You don’t hear about this much; it’s just one of the ways the music press sucks.

Basically, Klein went to the Stones in 1966. The band was frustrated; it was selling millions of records, but not getting any money. The band members were essentially broke. Klein told them he could pry money out of Decca, and, after an impressively profane and confrontational meeting with the company’s lawyers, succeeding in vastly improving the band’s deals with the label.

Sounds great, right? That was just the setup. The band’s company was called Nanker Phelge Music. Klein created a new company, Nanker Phelge Music USA. In the band’s new contracts, the band’s money and control of its creative output was vested in Klein’s company.

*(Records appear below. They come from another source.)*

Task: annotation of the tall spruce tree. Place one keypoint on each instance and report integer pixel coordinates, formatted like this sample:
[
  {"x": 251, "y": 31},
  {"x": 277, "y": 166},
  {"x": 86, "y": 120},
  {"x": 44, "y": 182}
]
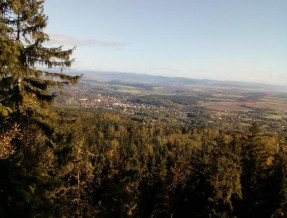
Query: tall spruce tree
[{"x": 25, "y": 89}]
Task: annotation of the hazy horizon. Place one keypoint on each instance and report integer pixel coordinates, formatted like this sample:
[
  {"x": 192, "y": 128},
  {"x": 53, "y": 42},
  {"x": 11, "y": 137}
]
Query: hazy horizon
[{"x": 211, "y": 39}]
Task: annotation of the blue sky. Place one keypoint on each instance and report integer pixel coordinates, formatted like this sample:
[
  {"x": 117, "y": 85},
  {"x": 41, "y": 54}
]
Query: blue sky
[{"x": 238, "y": 40}]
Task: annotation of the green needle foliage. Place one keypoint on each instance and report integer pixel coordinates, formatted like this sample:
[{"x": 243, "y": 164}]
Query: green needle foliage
[{"x": 24, "y": 87}]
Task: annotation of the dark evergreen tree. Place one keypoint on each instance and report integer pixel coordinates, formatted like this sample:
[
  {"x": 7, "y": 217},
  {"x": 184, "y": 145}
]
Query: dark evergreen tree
[{"x": 25, "y": 89}]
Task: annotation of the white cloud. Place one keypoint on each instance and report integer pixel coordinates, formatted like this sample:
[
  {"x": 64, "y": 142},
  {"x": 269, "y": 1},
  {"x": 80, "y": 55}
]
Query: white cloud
[{"x": 72, "y": 41}]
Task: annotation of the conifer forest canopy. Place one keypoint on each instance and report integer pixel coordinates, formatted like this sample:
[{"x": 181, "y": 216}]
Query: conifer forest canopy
[{"x": 58, "y": 160}]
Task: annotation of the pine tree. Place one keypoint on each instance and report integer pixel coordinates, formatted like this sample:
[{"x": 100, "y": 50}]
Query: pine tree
[{"x": 25, "y": 88}]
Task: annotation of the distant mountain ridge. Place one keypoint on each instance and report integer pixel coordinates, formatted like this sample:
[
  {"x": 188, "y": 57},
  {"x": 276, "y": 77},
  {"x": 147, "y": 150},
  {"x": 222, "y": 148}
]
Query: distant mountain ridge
[{"x": 128, "y": 78}]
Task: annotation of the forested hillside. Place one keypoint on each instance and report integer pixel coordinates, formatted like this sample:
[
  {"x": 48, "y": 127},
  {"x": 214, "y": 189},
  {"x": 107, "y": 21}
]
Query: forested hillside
[{"x": 59, "y": 162}]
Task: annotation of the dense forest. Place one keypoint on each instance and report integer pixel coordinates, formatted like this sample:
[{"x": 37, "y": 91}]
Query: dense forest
[{"x": 59, "y": 162}]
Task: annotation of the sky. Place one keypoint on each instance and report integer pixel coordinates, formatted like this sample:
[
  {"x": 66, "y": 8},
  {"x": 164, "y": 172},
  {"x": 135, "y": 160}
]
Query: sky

Now, it must be said, one assumes this set-up was all there in black and white in the contracts the band signed. On one level it’s their fault. But from the record that remains (I’m basing all of this on the accounts in the numerous histories of the band and what coverage Rolling Stone provided, back in the day, of the group’s subsequent lawsuits with Klein), it seems as if the band would have had to have the presence of mind and suspicions to initiate a pretty sophisticated financial and legal review of the documents that their own manager was putting before them. (For example, even if they noticed the slight change in the name of the operative company, they would have had to figure out that Klein had incorporated it.)

It’s unlikely that Klein was in any way operating at the band’s direction (”Hey Allen, we want to give you control of all our master recordings. We won’t take no for an answer. We want you to have control of our masters and make all the money off of them. Not just temporarily. Forever”) or with its financial interests in mind.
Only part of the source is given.